5.         The Kshar Sutra, due to its antibacterial property, does not allow bacteria to multiply in its presence.
6.         The pH of Kshar Sutra was towards the alkaline side and therefore it did not allow rectal pathogens to invade the cavity.



Post Kshar Sutra Therapy Instructions:
1.         Patients are allowed to take orally only liquid diet before six hours of operation.
2.         From next morning, warm Nimba patra Kwath sitz bath are advised to take at least thrice a day adding 5gm Sphatikadi yog for a minimum period of 3 weeks.
3.         Semi solid diet is allowed after 3-4 hours of the procedure.
4.       Suitable Medicines according to condition...................

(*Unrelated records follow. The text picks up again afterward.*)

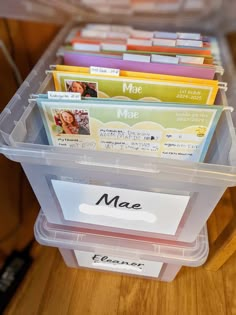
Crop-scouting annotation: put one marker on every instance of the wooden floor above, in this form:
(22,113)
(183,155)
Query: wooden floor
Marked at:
(52,288)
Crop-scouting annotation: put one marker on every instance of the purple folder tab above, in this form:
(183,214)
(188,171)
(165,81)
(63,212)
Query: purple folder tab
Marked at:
(191,71)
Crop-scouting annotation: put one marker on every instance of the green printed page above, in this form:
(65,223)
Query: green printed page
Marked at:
(171,131)
(135,88)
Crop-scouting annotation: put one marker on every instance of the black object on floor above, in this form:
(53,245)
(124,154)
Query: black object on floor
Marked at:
(12,273)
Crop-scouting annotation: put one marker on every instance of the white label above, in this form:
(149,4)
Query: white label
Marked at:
(133,57)
(189,43)
(97,260)
(142,34)
(120,208)
(63,95)
(113,47)
(165,35)
(105,71)
(88,47)
(195,36)
(139,42)
(164,59)
(189,59)
(118,35)
(93,33)
(164,42)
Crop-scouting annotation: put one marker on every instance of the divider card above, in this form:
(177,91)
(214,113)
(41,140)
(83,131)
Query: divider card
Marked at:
(169,131)
(132,74)
(136,89)
(86,60)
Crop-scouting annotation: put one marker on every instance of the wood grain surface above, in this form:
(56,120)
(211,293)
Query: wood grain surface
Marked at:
(52,288)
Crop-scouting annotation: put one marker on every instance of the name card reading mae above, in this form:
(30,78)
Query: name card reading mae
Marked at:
(118,264)
(120,208)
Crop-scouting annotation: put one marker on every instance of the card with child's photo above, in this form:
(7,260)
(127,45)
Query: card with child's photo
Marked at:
(170,131)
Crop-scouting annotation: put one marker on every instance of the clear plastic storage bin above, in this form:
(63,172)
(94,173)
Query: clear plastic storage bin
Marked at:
(160,260)
(181,195)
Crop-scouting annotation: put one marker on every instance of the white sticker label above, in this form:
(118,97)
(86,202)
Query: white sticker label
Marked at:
(190,59)
(139,42)
(93,33)
(120,208)
(141,34)
(166,35)
(88,47)
(105,71)
(164,59)
(63,95)
(134,57)
(97,260)
(189,43)
(195,36)
(113,47)
(164,42)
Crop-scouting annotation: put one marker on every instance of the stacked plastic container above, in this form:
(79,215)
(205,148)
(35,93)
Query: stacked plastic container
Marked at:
(177,197)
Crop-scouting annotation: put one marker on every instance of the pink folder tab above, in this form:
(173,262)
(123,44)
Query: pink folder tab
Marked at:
(191,71)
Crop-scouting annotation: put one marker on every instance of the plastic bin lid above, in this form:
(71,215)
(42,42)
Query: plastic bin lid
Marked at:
(206,14)
(186,254)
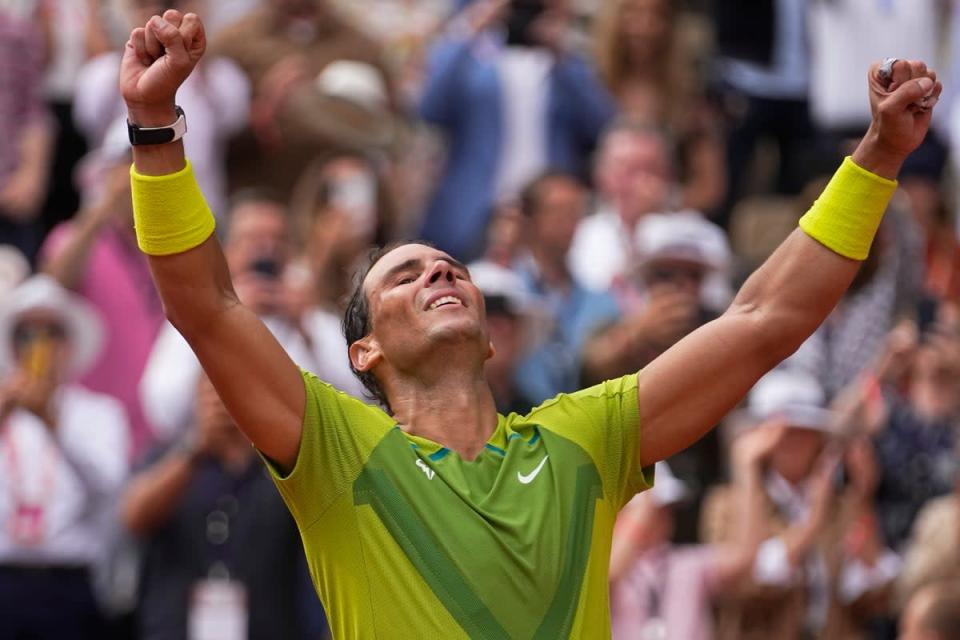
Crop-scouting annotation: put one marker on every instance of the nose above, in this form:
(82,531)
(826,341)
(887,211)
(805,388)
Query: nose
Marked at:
(441,270)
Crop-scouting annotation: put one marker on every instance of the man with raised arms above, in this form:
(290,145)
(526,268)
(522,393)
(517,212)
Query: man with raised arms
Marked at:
(442,519)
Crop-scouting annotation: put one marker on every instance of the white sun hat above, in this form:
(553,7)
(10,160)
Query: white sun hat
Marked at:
(667,490)
(795,396)
(82,322)
(682,235)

General Advices after Kshar Sutra Therapy:
Patients are advised strictly:-
1.         To be ambulated (stay active like walking) during the period of treatment.
2.         To take normal food daily and avoid irritant spicy food.
3.         To take fibre containing diet & vegetables with plenty of water.
4.         To avoid such types of foods which cause constipation.
5.         To keep the bowel clear regularly by taking suitable and mild laxatives.
6.         To avoid prolonged sitting as well as standing during the treatment.
7.         To avoid long distance travelling and driving.
8.         To keep the anal region clean and do proper dressing


Benefits of the Ksharsutra Therapy:
1.         It is an Out Patient Treatment.
2.         Only 30 minutes is required for the procedure
3.         Hospital stay is usually minimum(5-6 hrs).
4.         Minimal bed rest is required after the procedure.
5.         Patient can resume his / her daily routine within 3 to 5 days.
6.         The recurrence rate is very less after Ksharsutra ligation procedure
7.         Most important benefit of Kshar Sutra Therapy over Modern Surgeries is that the muscles that supports the Anus and helps in controlling the bowel movements are not dissected and hence the possibility of Anal Incontinence (loss of power to hold stools) is not there.
Mode of action of Kshara sutra:
Kshara sutra works by pressure necrosis, chemical cauterization by kshar (alkali) and sloughing of the tissue of the walls of the fistulous track along with adequate drainage. It leads to an easy debridement of unhealthy tissue and pus etc. and thus providing a cleaner base for the wound healing of the fistulous track. The Kshara-sutra is changed weekly so that an average pace of cutting of about 0.5 - 1 cm/week is maintained along with healing from behind. Finally the whole track is cut through and the fistula gets healed up with minimal scarring and without any other major complication.


CONCLLUSION

Fistula is an abnormal communication between the anus and the Peri-Anal Skin, which may be with or without Abscess. In treatment f Fistula in Ano Ksharsutra is used it’s a type of thread / medicated setone prepared by coating and recoating the thread 15 to 21 times with different drugs of plant origin. The mechanical action of the treads and the chemical action of the drugs coated on the thread, together do the work of cutting, curetting, draining, and cleaning the fistulous track, thus promoting healing of the track/ wound.